The way I dealt with it was to kind of approach it like an Indian. Ride to the top of bluffs, bombard it with firebombs and other ordnance, which if you aren't seen it won't even know to pursue you. Snipe at it and keep relocating with my motorcycle. You always, no matter what you do, want to park your motorcycle ready for a clean getaway, no backing up. In this manner I whittled it down greatly. Of course, eventually you unlock some gun that takes half the challenge out of it.
The map design is somewhat nice. I've been to three regions so far, and I'm not familiar enough with Oregon to really know what exactly to expect out of the others. The first area is far and away the best, so of course they barely use it. Very thick mountain forest, very rainy and foggy, gloomy overbearing atmosphere that's suited to a sort of camping/wilderness theme. Then you get dumped into this high desert crap I did not care for. Still forest, but more of an open chapparal type, scrubby trees, more town, sandy. Found it ugly. Now I'm in what feels like the loose open country (not farmland, but the trees are further apart) with a bigger town. I really like it when games deliver a great deal of visual variety while keeping the differences fairly SUBTLE (Mad Max was a master of this) and this is doing a good job of it.
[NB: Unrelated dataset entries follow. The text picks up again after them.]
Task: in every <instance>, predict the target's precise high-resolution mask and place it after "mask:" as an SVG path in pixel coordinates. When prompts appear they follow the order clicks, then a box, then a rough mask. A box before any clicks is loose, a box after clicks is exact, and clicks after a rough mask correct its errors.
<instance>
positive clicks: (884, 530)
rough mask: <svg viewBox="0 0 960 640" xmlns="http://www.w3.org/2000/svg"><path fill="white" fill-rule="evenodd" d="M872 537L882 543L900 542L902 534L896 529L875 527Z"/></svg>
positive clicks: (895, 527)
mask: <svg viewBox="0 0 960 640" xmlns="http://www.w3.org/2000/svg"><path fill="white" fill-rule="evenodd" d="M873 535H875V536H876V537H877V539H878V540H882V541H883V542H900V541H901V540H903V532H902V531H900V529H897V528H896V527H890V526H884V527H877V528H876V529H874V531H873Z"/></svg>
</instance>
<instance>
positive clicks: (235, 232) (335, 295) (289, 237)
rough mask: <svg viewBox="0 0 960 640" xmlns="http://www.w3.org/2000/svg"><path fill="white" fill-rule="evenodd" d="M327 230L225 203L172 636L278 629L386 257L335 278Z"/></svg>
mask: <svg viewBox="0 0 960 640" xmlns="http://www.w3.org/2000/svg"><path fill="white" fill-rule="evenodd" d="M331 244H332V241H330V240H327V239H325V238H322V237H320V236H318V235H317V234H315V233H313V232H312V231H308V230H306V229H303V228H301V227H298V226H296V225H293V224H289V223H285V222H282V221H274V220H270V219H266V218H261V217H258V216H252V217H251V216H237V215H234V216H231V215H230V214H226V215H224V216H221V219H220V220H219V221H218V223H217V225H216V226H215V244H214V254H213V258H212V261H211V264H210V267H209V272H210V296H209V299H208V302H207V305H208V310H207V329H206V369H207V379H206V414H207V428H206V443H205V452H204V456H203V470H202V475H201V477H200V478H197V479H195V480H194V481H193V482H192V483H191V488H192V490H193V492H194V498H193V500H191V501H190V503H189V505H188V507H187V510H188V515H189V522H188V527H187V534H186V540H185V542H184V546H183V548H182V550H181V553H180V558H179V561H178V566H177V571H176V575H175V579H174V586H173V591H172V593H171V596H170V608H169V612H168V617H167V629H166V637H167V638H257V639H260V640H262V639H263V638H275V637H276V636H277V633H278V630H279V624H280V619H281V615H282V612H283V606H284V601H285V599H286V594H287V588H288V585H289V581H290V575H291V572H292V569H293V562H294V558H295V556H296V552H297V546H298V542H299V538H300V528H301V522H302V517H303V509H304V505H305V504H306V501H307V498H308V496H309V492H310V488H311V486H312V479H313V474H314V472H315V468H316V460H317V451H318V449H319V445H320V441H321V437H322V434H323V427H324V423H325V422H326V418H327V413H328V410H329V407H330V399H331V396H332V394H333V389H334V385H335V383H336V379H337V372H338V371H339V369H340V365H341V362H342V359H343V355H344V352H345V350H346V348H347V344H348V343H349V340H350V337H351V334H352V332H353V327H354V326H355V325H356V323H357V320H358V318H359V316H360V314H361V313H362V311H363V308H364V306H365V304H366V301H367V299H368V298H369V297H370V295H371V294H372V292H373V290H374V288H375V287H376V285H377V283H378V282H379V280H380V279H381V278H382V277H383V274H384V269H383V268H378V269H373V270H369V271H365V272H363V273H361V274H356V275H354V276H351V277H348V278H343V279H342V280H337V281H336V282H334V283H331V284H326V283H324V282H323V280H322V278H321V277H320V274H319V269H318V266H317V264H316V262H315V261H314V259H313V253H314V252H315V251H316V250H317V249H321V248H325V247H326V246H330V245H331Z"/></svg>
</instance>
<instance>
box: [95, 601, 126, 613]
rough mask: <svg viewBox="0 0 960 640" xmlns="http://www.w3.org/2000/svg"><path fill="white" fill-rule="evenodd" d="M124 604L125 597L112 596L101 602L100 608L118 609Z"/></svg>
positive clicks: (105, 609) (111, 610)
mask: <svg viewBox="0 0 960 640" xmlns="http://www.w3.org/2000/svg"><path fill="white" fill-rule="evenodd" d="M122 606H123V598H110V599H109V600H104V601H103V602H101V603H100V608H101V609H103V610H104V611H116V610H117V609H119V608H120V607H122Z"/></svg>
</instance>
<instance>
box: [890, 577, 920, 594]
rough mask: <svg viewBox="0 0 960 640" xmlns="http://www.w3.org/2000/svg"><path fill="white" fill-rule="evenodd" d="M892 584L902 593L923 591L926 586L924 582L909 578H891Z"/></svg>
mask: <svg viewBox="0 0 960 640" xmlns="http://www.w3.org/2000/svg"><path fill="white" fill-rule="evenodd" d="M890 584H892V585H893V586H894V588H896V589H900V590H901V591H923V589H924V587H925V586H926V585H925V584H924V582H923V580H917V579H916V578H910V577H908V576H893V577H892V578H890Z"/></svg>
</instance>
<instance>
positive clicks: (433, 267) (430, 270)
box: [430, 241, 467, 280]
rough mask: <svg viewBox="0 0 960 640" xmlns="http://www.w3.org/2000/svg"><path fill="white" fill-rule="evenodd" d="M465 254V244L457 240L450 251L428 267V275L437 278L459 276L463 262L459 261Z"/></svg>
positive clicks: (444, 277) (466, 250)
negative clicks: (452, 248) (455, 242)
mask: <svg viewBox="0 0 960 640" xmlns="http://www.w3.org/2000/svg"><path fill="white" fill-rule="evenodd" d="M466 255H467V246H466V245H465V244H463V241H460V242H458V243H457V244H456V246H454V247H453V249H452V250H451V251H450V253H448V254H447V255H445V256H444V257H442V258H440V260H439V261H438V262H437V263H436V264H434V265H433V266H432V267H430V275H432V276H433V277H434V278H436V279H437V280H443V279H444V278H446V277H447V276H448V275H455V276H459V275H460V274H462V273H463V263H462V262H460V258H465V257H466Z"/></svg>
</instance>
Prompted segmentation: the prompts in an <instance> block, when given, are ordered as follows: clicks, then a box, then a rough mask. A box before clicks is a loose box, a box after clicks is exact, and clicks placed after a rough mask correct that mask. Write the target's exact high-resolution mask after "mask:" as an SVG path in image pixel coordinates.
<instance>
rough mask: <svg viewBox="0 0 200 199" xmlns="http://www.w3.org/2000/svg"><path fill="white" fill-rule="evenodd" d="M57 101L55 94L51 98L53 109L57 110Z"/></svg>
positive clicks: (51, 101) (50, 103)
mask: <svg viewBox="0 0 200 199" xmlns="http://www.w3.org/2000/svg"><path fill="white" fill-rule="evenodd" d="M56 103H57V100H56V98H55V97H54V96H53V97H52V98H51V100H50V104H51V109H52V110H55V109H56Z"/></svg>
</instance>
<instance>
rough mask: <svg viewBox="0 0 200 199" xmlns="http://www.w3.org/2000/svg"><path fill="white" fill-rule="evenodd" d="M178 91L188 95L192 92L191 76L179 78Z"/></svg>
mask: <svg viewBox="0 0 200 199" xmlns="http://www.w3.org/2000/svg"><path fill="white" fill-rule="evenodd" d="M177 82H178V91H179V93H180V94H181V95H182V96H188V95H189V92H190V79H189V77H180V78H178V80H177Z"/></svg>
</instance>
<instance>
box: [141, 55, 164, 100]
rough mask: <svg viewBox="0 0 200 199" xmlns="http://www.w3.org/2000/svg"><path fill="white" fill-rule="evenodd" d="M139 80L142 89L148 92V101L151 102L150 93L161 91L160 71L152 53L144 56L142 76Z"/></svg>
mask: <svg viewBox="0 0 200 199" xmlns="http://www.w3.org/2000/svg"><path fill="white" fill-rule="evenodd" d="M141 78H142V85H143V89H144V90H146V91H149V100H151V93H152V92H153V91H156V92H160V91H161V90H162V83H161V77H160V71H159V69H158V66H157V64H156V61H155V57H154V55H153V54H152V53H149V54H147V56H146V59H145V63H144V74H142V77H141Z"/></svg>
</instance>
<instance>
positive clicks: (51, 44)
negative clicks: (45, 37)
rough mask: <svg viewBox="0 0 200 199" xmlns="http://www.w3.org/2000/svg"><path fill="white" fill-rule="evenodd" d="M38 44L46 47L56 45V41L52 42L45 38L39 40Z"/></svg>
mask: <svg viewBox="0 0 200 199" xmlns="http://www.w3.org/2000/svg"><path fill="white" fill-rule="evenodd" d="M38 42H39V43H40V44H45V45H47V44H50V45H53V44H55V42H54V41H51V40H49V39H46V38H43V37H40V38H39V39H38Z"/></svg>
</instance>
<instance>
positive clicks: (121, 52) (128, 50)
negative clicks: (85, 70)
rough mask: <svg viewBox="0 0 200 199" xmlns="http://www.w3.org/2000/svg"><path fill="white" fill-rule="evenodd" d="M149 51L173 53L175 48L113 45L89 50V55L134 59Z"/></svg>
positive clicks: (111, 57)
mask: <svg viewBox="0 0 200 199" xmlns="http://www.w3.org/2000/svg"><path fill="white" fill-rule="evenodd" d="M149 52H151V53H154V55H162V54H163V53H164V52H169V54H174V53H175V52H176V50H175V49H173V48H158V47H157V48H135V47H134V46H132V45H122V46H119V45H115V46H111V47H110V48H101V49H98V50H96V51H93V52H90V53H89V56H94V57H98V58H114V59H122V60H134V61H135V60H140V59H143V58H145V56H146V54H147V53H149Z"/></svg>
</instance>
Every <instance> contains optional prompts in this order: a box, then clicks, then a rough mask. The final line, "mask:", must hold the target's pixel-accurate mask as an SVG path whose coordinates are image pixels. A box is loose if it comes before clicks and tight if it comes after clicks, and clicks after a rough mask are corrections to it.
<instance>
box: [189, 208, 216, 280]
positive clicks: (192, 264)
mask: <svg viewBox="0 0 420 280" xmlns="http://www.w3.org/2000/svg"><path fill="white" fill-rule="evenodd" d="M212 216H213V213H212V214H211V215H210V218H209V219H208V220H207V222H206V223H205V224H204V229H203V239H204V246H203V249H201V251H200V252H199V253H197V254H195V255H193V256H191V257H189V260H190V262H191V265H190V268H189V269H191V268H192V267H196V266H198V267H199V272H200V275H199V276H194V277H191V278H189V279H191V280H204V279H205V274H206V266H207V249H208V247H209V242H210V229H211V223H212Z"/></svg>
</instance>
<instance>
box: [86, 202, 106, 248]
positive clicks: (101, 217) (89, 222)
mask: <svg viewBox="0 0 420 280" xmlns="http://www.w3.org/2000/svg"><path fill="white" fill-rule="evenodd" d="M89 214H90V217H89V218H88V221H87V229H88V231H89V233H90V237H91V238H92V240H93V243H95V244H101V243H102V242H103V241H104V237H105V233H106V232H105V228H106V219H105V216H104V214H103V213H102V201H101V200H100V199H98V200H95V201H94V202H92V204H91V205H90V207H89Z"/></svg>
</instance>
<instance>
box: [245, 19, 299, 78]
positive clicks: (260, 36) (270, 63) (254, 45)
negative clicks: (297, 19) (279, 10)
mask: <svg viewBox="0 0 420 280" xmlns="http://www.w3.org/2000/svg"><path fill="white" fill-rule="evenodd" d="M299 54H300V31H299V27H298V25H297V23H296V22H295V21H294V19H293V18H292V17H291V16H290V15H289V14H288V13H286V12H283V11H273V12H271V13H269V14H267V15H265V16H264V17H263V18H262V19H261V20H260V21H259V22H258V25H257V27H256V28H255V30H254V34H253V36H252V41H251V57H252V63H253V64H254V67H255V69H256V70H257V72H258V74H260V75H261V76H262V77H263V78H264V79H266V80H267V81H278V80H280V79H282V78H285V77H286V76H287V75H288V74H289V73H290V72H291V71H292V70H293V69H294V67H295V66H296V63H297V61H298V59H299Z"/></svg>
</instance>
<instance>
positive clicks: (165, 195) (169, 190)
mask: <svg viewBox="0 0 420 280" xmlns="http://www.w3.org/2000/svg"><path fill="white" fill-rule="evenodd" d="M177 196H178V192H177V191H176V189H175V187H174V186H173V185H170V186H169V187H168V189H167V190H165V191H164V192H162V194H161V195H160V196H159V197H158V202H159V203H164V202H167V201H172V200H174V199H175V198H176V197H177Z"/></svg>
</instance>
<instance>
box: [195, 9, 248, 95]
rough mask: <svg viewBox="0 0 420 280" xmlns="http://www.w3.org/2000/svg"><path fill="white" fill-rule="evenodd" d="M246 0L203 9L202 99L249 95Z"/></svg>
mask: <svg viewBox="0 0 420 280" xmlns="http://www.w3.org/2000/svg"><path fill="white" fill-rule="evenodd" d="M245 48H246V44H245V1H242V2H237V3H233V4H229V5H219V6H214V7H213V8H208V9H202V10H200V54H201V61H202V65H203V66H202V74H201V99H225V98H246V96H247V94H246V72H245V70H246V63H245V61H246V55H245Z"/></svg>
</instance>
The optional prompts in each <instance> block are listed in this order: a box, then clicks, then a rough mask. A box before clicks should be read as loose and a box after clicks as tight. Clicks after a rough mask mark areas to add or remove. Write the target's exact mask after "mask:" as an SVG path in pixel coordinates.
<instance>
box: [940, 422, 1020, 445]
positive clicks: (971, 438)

I like the ambushes. They don't have the variety of RDR2, but they actually take advantage of the camera to spring enemies on you out of nowhere. You can get clotheslined off your bike, you can get sniped off your bike. (You can also wander into bear traps, which I keep doing). i don't know if there's a way to anticipate it and avoid it or if it's scripted, but compared to Mad Max snipers, these snipers actually feel very threatening: they shoot your bike out from under you, throwing you, denying your immediate means of transportation, springing an ambush of close up enemies and forcing you to deal with that (under sniper fire) and then eliminate the sniper.
I do not like gasoline. It is an obnoxious mechanic that adds nothing. When you go overboard on making the player refuel/eat/sleep/piss it has the opposite effect as intended on immersion. Balanced way way worse than Mad Max; the gas is both too plentiful and runs out too quickly.